Dance for Boston benefits marathon victims
May 13, 2013
May 13, 2013
The tragedy of the Boston Marathon bombings hit very close to home for dance instructor Angela Lanoue. She was a friend of Krystle Campbell, the 29-year-old woman who was killed in the attacks.
“Dancing has always been a way for me to heal,” said Lanoue, a lifelong dancer. “What better way to start healing our beautiful city than to dance?”
On Wednesday, May 15, Lanoue and fellow instructor Alexa Malzone will host “Dance for Boston,” a two-hour dance lesson on Boston Common, which is co-sponsored by Emerson College. The event starts at 6:00 pm.
“There aren’t enough words to say how grateful we are that Emerson College and [President] Lee Pelton are stepping up to support this amazing event,” Lanoue said.
The goal is to raise money for The One Fund to assist marathon victims. Donations are encouraged but not required.
“It’s a celebration of life and a celebration of our city,” Malzone said. “It’s amazing how music and dance can bring people together.”
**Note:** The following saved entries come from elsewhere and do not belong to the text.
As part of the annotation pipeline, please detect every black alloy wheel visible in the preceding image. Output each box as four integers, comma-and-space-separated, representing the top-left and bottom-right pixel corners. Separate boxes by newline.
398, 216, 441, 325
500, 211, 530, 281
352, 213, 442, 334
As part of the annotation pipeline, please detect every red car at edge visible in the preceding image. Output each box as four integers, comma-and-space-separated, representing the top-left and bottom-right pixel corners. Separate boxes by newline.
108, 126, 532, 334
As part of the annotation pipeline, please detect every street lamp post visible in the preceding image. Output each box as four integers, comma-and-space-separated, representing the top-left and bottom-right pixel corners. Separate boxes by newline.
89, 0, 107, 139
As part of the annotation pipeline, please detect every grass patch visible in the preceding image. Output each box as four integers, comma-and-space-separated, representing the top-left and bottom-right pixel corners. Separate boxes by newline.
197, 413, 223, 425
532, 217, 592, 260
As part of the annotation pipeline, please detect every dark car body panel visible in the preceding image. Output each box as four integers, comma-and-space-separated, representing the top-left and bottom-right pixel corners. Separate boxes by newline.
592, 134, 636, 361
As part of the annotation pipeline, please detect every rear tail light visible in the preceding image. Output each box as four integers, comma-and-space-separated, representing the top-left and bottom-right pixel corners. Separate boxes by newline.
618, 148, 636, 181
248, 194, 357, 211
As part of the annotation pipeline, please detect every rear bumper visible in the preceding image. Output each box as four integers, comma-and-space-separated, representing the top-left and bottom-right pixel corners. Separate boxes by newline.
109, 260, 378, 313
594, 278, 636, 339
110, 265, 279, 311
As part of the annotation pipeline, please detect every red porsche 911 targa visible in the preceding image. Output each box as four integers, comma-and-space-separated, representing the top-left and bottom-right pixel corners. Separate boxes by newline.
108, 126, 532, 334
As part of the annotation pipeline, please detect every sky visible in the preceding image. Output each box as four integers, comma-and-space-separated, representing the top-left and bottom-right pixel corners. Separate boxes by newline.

The lesson will have about five instructors and is open to all ages and skill levels. The music includes Latin, Top 40, hip-hop and Zumba. There will also be corporate sponsors giving out free food and T-shirts.
"Emerson College is very pleased and excited to join with our neighbor, Sports Club/LA, to support the Dance for Boston," Pelton said. "It will be a great way to get into shape and provide much needed support for the survivors of the marathon bombings."
“Boston is a relatively small community. Everyone we know has been affected by this in some way,” Malzone said. “It’s nice to be in a position to do something.”
Malzone, who teaches classes at Sports Club/LA, said she has hosted similar outdoor dance lessons that have attracted 300 people in the past.
“We’re hoping to get 500 people,” she said.
Lanoue said she and her husband, Chris, became fast friends in 2009 with Campbell and the staff at the Summer Shack restaurant in Boston, where they dined regularly.
“I met this beautiful girl with blue eyes, a smile and energy like you could not even imagine,” she said. “My husband and I instantly became friends with her.”
The Lanoues and their friends were on edge for hours after the bombings amid confusion over Campbell’s condition.
“Everyone came over to our home as we got more information on this senseless tragedy,” Lanoue said. “We went to bed thinking Krystle was alive.”
Lanoue remembers the last time she spoke to Krystle less than a week before her death.
“We were at Abe and Louie’s [restaurant],” she said. “She gave me a hug good-bye and said, ‘I can’t wait to party on your roof deck this summer,’ and, ‘I’m going to take your Zumba class.’”
Dance for Boston was born when “Alexa and I put our heads together and said, if we do this, she’s going to be up in heaven dancing her ass off,’” Lanoue said.